Altogether, the results shown here and reported by other researchers give insights for the reasons behind the poor in vitro–in vivo translatability seen in nanoparticle research. The differences seen in the liposomal cell uptake between static and dynamic cultures support the use of dynamic cell culture methods in addition to the traditional well plate assays. According to our results, QuasiVivo is a suitable platform to utilize in the liposome research and to study externally triggered liposomes.
Methods
Materials and reagents
1,2-Dipalmitoyl-sn-glycero-3-phosphocholine (DPPC), 1,2-distearoyl-sn-glycero-3-phosphocholine (DSPC), 1-stearoyl-2-hydroxy-sn-glycero-3-phosphocholine (Lyso PC 18), and 1,2-distearoyl-sn-glycero-3-phosphoethanolamine-N-[methoxy(polyethylene glycol)-2000] (ammonium salt) (DSPE-PEG2000, 880120P) were purchased from Avanti® Polar Lipids, Inc., USA. 1,2-Dioleoyl-sn-glycero-3-phosphoethanolamine labelled with ATTO633 (ATTO633-DOPE; 90077, Lot# BCCF5108) and indocyanine green (ICG; 1340009) were purchased from Merck. Another vial of ATTO633-DOPE (AD 633-161; Lot# SA07X26), which was used only for HA-coated liposome uptake study, was purchased from ATTO-TEC GmbH. 1,2-distearoyl-sn-glycero-3-phosphoethanolamine-N-hyaluronic acid (DSPE-HA) was prepared according to reported method37, and the DSPE-HA conjugation was confirmed with Fourier-transform infrared spectroscopy (Supplementary Fig. S5).

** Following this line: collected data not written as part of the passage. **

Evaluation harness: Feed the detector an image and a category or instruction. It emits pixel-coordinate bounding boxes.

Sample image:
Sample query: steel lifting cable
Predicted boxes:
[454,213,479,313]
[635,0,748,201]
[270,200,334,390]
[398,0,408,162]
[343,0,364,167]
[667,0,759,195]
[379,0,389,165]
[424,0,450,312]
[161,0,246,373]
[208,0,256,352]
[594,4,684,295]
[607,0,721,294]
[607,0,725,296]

Collagen from rat tail (Sigma-Aldrich, C7661-5MG, Lot# SLCB3933) was diluted into 0.25% acetic acid solution to obtain a 0.1% collagen stock solution. The stock solution was further diluted into a 0.01% working solution.
Dulbecco’s Modified Eagle’s Medium with high glucose (DMEM) (Sigma-Aldrich, D6429-500ML, Lot# RNBJ7900) supplemented with 10% fetal bovine serum (Gibco™, Thermo Fisher Scientific) and 1% penicillin–streptomycin (Gibco™, Thermo Fisher Scientific) was used in the cell experiments. LIVE/DEAD™ Viability/Cytotoxicity kit for mammalian cells (Invitrogen™, USA) and AlamarBlue Cell Viability Reagent (Invitrogen™, USA) were purchased from Thermo Fisher Scientific, Inc (USA).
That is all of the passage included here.